Titulaire depuis 2019 d’une maîtrise ès arts et maintenant doctorante à l’Université Concordia, Jamilah Dei-Sharpe propose, sur un nouveau portail Internet, des vidéos et du matériel d’apprentissage axés sur la lutte contre le racisme, la décolonisation et la justice sociale, et ce, pour utilisation en classe.

Ce projet pédagogique de vidéos antiracistes s’articule autour de causeries préenregistrées prononcées par des étudiantes, des étudiants et des membres du corps professoral de Concordia ainsi que par des activistes et des organisatrices et organisateurs communautaires montréalais qui se consacrent à la justice sociale. Non seulement l’initiative s’inscrit dans la foulée du mouvement La vie des Noir.e.s compte, mais elle aborde les questions du racisme persistant contre les personnes noires et l’obligation soudaine pour les enseignantes et enseignants de donner leurs cours en ligne à la suite de la pandémie de COVID-19.

« Nous avons vraiment pris conscience des lacunes de notre système d’éducation, explique Jamilah Dei-Sharpe. L’accès au matériel portant sur la justice sociale, la décolonisation et la lutte contre le racisme est restreint. Dans ce contexte, il existe peu d’outils qui recommandent aux gens des mesures proactives – principalement la création de milieux d’apprentissage plus sécuritaires et plus inclusifs – pour remédier à la crise perpétuelle sévissant dans le domaine de l’enseignement supérieur. »
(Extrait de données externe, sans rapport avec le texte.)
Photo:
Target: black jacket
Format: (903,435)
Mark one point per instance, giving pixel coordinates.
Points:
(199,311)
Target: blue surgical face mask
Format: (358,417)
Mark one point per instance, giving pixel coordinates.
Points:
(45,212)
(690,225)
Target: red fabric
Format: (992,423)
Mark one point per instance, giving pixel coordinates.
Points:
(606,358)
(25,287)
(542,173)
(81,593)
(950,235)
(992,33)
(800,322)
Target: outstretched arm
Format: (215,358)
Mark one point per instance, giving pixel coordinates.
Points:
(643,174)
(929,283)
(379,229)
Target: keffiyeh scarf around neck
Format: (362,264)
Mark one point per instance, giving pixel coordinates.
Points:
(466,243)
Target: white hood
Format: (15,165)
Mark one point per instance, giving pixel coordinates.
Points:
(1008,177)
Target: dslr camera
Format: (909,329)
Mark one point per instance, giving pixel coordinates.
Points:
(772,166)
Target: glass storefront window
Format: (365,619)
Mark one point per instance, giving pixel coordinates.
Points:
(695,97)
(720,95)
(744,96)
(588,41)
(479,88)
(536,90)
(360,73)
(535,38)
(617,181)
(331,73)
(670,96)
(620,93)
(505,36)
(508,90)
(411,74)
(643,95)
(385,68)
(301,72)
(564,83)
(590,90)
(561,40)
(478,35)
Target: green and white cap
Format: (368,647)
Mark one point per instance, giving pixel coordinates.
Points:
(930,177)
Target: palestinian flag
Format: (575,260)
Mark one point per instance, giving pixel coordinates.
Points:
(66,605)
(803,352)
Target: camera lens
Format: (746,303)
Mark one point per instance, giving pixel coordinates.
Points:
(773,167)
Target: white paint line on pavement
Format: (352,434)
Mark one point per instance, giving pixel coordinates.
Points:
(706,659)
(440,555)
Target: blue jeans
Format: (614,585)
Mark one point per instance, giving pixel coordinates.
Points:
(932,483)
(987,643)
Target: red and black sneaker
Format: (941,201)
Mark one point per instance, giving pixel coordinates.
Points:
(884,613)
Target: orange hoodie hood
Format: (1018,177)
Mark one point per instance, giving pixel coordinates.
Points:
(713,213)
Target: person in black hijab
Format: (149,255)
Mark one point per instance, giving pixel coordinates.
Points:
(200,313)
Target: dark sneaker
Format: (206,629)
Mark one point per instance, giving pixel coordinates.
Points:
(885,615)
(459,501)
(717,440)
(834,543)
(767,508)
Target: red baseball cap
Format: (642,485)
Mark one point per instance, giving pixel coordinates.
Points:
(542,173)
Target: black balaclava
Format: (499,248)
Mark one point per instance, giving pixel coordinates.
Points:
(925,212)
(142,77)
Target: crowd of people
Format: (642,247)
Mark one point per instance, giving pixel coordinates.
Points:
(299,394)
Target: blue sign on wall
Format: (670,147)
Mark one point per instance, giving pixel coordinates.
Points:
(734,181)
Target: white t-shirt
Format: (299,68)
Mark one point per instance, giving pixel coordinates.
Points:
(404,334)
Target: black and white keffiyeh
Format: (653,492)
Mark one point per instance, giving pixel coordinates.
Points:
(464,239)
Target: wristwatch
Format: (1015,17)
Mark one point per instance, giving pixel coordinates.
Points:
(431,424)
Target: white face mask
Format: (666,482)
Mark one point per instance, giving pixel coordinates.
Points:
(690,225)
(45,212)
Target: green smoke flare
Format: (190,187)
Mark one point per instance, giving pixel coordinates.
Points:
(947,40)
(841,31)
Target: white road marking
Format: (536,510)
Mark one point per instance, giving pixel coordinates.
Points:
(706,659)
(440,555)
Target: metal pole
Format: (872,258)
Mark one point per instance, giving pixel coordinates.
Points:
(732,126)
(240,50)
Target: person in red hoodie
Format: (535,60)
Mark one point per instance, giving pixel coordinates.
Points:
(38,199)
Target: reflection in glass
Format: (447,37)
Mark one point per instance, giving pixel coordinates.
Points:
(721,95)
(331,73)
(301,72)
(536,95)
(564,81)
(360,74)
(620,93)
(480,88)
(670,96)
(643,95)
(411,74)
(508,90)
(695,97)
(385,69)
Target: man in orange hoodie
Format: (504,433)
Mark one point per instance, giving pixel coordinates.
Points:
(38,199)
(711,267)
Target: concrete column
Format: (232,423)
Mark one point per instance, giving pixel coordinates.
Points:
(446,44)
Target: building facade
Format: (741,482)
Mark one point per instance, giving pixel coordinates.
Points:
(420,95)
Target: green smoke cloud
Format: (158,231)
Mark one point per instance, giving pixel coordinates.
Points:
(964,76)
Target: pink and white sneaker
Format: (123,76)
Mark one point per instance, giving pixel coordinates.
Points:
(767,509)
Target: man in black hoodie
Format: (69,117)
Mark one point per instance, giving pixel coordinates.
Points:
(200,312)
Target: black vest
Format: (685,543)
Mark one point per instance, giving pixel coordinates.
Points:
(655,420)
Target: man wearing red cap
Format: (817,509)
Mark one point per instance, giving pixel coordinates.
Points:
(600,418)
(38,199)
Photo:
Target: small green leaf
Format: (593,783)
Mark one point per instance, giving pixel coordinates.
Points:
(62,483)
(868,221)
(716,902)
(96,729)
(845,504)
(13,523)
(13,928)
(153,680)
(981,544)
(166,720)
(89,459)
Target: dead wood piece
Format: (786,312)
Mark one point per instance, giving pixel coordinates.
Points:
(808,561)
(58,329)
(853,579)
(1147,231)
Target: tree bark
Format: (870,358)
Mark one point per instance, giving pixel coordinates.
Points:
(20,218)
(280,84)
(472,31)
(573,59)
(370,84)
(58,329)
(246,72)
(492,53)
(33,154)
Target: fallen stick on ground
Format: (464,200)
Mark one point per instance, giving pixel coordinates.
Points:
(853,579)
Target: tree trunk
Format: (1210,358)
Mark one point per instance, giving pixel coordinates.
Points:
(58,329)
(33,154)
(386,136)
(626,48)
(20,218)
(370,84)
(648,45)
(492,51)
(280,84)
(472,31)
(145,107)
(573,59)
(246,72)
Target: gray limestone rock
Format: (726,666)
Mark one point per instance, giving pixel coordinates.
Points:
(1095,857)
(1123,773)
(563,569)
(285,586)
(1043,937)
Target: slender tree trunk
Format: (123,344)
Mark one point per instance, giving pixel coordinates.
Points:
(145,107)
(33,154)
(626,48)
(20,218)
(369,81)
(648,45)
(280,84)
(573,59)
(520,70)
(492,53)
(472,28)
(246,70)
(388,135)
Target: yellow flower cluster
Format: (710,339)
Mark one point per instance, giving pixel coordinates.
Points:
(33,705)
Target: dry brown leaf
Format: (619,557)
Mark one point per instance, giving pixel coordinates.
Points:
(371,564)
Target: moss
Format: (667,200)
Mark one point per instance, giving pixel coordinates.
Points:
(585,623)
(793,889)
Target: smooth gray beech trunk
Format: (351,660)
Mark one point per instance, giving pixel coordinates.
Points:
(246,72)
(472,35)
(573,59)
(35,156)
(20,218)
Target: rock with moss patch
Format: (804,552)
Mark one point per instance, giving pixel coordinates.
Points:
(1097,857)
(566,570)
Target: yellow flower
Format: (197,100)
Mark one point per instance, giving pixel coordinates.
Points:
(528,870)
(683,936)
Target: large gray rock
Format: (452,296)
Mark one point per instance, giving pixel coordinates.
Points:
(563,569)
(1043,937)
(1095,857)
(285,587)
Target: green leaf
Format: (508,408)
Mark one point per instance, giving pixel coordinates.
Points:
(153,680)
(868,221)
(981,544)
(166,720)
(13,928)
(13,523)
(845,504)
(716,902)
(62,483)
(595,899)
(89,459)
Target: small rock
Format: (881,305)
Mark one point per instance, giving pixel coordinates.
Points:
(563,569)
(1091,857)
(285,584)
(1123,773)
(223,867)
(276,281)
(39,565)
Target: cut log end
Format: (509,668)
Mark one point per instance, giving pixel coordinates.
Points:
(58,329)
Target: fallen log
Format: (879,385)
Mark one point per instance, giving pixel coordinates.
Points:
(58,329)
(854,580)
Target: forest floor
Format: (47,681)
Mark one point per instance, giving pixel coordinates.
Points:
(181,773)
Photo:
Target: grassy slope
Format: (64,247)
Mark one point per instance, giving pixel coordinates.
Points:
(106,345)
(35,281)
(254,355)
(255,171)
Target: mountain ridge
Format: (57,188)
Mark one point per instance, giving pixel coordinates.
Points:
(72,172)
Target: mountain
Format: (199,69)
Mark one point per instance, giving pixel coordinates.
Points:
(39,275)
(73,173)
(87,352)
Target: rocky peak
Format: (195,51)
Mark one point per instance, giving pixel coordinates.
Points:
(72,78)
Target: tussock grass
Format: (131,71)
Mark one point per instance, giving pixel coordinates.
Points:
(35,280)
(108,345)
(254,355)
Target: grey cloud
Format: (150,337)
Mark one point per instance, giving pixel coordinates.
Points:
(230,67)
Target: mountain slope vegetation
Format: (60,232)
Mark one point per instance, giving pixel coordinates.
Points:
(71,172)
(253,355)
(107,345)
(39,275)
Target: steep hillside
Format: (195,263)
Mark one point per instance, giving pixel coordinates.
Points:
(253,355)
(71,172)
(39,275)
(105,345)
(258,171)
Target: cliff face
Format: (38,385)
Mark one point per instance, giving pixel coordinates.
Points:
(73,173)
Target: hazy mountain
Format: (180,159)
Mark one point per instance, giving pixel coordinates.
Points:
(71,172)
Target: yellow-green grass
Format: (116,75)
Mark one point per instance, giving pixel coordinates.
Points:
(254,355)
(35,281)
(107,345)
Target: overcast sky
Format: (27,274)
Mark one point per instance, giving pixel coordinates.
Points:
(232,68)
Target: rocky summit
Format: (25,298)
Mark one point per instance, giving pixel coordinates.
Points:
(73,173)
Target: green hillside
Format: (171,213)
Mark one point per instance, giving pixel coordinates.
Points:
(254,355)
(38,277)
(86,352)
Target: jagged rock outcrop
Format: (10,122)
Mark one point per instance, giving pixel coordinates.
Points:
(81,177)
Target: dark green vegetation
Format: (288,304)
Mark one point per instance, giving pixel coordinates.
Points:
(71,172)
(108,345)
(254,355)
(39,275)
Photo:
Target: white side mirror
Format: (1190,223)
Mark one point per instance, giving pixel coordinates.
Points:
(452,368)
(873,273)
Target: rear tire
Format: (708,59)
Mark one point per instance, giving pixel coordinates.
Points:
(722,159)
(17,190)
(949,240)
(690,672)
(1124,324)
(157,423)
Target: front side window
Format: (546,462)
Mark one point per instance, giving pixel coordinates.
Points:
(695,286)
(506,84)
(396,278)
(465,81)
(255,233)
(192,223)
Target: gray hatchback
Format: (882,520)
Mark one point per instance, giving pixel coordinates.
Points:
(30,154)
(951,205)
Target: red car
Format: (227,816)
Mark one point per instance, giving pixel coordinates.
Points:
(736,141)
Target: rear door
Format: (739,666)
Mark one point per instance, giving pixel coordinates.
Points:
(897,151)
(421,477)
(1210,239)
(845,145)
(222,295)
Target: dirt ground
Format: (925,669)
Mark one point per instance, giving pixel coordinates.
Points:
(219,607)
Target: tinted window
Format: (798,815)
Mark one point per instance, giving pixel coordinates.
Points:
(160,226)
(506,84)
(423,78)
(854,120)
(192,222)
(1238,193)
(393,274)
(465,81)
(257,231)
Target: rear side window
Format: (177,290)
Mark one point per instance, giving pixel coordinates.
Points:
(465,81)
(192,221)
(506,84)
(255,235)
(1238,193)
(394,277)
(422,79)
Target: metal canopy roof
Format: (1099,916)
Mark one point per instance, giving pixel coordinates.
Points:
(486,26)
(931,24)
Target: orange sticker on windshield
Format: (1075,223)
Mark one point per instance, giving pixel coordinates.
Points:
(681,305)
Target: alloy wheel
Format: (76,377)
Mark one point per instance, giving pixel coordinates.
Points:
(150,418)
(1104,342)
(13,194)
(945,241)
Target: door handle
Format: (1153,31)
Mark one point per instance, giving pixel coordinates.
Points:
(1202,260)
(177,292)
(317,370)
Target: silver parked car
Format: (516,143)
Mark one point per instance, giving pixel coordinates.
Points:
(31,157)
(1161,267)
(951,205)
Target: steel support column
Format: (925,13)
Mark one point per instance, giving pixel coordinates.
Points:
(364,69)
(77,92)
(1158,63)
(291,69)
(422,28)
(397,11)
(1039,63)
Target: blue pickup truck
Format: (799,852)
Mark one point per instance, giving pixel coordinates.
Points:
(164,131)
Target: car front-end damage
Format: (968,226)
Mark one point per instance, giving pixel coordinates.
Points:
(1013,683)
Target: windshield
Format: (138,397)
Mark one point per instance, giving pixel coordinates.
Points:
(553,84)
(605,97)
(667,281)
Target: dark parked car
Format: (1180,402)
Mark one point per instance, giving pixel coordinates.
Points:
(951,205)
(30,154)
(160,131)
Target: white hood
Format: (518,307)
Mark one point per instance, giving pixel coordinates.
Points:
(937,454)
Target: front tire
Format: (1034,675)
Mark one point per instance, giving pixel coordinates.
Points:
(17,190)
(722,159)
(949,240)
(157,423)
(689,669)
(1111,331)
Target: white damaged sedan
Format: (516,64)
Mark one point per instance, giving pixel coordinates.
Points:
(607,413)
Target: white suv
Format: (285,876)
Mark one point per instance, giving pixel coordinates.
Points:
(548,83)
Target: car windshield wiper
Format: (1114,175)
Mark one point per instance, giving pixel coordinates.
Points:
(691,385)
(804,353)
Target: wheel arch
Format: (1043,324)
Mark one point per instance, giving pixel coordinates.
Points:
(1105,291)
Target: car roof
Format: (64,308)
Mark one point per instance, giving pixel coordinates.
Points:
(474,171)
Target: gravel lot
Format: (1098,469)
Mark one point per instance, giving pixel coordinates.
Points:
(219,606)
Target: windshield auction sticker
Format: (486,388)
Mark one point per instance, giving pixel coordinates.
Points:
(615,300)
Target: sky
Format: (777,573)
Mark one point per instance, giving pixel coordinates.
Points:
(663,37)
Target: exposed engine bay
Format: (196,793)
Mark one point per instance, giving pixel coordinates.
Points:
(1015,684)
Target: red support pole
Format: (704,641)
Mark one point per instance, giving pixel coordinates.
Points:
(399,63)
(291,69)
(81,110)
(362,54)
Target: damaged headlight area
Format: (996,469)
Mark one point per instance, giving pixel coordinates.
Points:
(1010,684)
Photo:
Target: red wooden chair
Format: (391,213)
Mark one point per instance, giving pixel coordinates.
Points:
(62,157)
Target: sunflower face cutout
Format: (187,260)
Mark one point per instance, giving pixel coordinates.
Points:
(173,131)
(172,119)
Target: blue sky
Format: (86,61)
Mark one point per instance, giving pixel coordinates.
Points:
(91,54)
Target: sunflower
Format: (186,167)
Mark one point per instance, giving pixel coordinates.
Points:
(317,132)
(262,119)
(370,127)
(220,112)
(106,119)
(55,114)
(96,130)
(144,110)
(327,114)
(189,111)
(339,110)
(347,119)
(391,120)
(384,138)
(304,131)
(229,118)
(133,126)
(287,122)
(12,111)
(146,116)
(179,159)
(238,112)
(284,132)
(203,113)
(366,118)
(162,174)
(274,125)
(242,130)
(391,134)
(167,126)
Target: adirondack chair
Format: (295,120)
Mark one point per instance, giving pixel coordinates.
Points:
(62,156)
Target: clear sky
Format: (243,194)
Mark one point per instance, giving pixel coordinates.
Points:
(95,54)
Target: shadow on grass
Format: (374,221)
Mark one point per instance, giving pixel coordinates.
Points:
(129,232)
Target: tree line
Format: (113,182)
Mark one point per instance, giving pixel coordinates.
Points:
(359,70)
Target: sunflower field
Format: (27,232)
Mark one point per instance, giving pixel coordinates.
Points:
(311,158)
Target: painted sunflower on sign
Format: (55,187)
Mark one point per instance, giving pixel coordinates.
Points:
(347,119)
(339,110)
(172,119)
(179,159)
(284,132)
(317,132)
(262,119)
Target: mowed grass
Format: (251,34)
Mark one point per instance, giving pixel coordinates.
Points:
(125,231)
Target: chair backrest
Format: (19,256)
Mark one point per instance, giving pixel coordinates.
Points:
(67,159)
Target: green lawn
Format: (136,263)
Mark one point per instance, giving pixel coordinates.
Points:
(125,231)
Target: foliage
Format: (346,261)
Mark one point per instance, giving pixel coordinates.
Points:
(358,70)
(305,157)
La doctorante en sociologie a participé tant à la fondation du Carrefour des perspectives et pratiques de décolonisation qu’à l’établissement d’un réseau national de diplômées et diplômés noirs. À deux reprises, soit en juillet et en septembre 2020, elle a reçu le prix d’assistanat d’enseignement Carolyn-et-Richard-Renaud pour sa contribution à l’avancement de la pédagogie.

L’idée d’une base de données vidéo est née à l’unité de recherche du Carrefour des perspectives et pratiques de décolonisation. Elle a d’abord été formulée à l’intention des professeures et professeurs de Concordia afin qu’ils présentent des vidéos dans le cadre de leurs cours. L’initiative permettait par ailleurs aux membres du corps professoral d’évacuer le stress lié à la planification d’une année universitaire entièrement virtuelle. Depuis, la base de données a été rendue accessible aux enseignantes et enseignants des cégeps et des écoles secondaires.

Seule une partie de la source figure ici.